I recently bought a tenda w548d Version 2.0 Adsl2+ Modem router. it worked fine with its default settings and wired connection was ok when i chose DSL uplink while installing its driver from CD. But it couldn't connect wireless. There were strong signals but connected computer couldn't get access to the internet. so i tried using ethernet uplink instead of DSL uplink while reinstalling the software ... 

Since then the light of ADSL never lights, even it never blinks. now the software on the cd can connect to the router. i cannot access its settings using IP address in browser, the page wouldn't load. I am so worried. Can i revert the setting back to dsl uplink?

I can connect to the internet very smoothly using my old router so you can't blame my phone line or lan wire. I have tried reset the new router many times but still the ADSL light never lights up.
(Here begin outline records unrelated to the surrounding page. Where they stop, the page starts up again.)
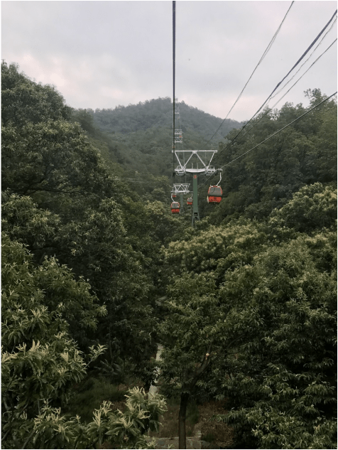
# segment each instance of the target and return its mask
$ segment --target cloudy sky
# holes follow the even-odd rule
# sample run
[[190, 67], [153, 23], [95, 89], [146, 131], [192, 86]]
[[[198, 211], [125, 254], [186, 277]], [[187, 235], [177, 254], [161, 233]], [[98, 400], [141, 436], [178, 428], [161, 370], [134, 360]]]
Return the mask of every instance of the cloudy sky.
[[[17, 63], [36, 81], [54, 85], [67, 105], [94, 109], [172, 97], [172, 1], [16, 0], [1, 4], [1, 58]], [[290, 5], [290, 1], [176, 1], [178, 100], [224, 118]], [[293, 3], [229, 118], [251, 118], [336, 9], [337, 2], [331, 0]], [[337, 21], [269, 106], [336, 38]], [[327, 95], [335, 92], [337, 54], [336, 42], [276, 107], [285, 102], [307, 106], [303, 92], [309, 88]]]

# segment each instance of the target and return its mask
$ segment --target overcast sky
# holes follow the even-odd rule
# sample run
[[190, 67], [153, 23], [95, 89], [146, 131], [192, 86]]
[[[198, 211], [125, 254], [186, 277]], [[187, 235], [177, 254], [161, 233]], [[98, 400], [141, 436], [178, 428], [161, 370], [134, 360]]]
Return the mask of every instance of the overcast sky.
[[[1, 57], [17, 63], [36, 82], [54, 85], [75, 108], [114, 108], [172, 97], [172, 3], [3, 1]], [[290, 5], [176, 1], [178, 100], [224, 118]], [[294, 2], [229, 118], [251, 118], [336, 9], [335, 1]], [[336, 38], [337, 21], [288, 88]], [[335, 92], [337, 54], [336, 42], [276, 107], [285, 102], [307, 106], [303, 92], [309, 88]]]

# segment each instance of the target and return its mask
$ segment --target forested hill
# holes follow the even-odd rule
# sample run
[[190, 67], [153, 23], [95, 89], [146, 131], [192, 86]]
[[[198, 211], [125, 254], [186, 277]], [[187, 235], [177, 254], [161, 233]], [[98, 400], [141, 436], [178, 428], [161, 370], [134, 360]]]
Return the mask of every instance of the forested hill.
[[[108, 133], [1, 75], [1, 448], [154, 449], [165, 396], [181, 449], [201, 405], [233, 439], [210, 448], [337, 449], [337, 100], [309, 90], [220, 144], [223, 198], [199, 176], [192, 228], [170, 208], [168, 99]], [[180, 109], [203, 148], [207, 114]]]
[[[181, 124], [178, 121], [175, 128], [182, 125], [185, 149], [215, 148], [231, 129], [242, 125], [227, 119], [208, 142], [222, 119], [183, 102], [178, 105]], [[123, 168], [126, 178], [145, 183], [149, 176], [171, 178], [173, 104], [169, 97], [114, 109], [77, 109], [72, 118], [87, 132], [106, 160]], [[137, 186], [135, 188], [138, 189]]]
[[[209, 140], [223, 122], [219, 117], [189, 106], [184, 102], [178, 102], [176, 105], [180, 109], [183, 132], [190, 129]], [[127, 107], [119, 105], [114, 109], [88, 111], [93, 114], [95, 125], [107, 133], [131, 133], [146, 131], [154, 127], [170, 129], [173, 124], [173, 103], [168, 97], [140, 102]], [[227, 119], [214, 141], [218, 142], [232, 129], [240, 128], [242, 124], [242, 122]], [[175, 127], [180, 128], [179, 124]]]

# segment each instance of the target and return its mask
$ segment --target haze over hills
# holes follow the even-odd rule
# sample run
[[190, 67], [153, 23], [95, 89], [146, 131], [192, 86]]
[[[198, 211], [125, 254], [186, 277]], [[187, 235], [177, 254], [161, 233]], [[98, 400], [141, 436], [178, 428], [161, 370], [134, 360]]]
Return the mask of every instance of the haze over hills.
[[[175, 129], [182, 130], [185, 149], [217, 148], [224, 136], [244, 123], [227, 119], [219, 132], [208, 142], [223, 120], [184, 102], [178, 106], [180, 123], [177, 119]], [[73, 117], [106, 159], [120, 164], [126, 176], [171, 178], [173, 103], [169, 97], [118, 106], [114, 109], [77, 109]]]
[[[181, 129], [183, 132], [190, 129], [209, 140], [223, 122], [222, 119], [186, 105], [184, 102], [178, 102], [176, 105], [180, 108]], [[166, 97], [140, 102], [127, 107], [119, 105], [114, 109], [96, 109], [92, 114], [94, 124], [106, 132], [126, 134], [145, 131], [152, 127], [171, 129], [173, 103], [171, 99]], [[212, 142], [218, 143], [232, 129], [240, 128], [244, 123], [227, 119]], [[178, 128], [178, 125], [177, 124], [175, 127]]]

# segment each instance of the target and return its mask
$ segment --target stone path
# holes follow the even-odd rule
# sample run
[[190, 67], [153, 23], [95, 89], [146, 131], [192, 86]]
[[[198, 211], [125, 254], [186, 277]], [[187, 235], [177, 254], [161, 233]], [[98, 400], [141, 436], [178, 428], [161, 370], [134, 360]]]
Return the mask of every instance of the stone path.
[[[156, 440], [156, 449], [167, 450], [168, 449], [178, 449], [178, 437], [158, 437]], [[197, 432], [197, 435], [192, 437], [187, 437], [187, 449], [201, 449], [201, 434]]]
And the ADSL light is ok because when i turn the router on, it lights with all the others.

I am running Windows 7 Ultimate SP1. Plz someone help me


----------



## Wand3r3r (Sep 17, 2010)

review the tenda manual and set back to factory defaults.


----------



## wroom (Jul 26, 2011)

If u still having issues connecting with router, try to connect with the router again but do not use the LAN4 port. In Ethernet Uplink mode LAN4 changes its function. So connect using the other 3 ports with router ip 192168.1.1. :wave:


----------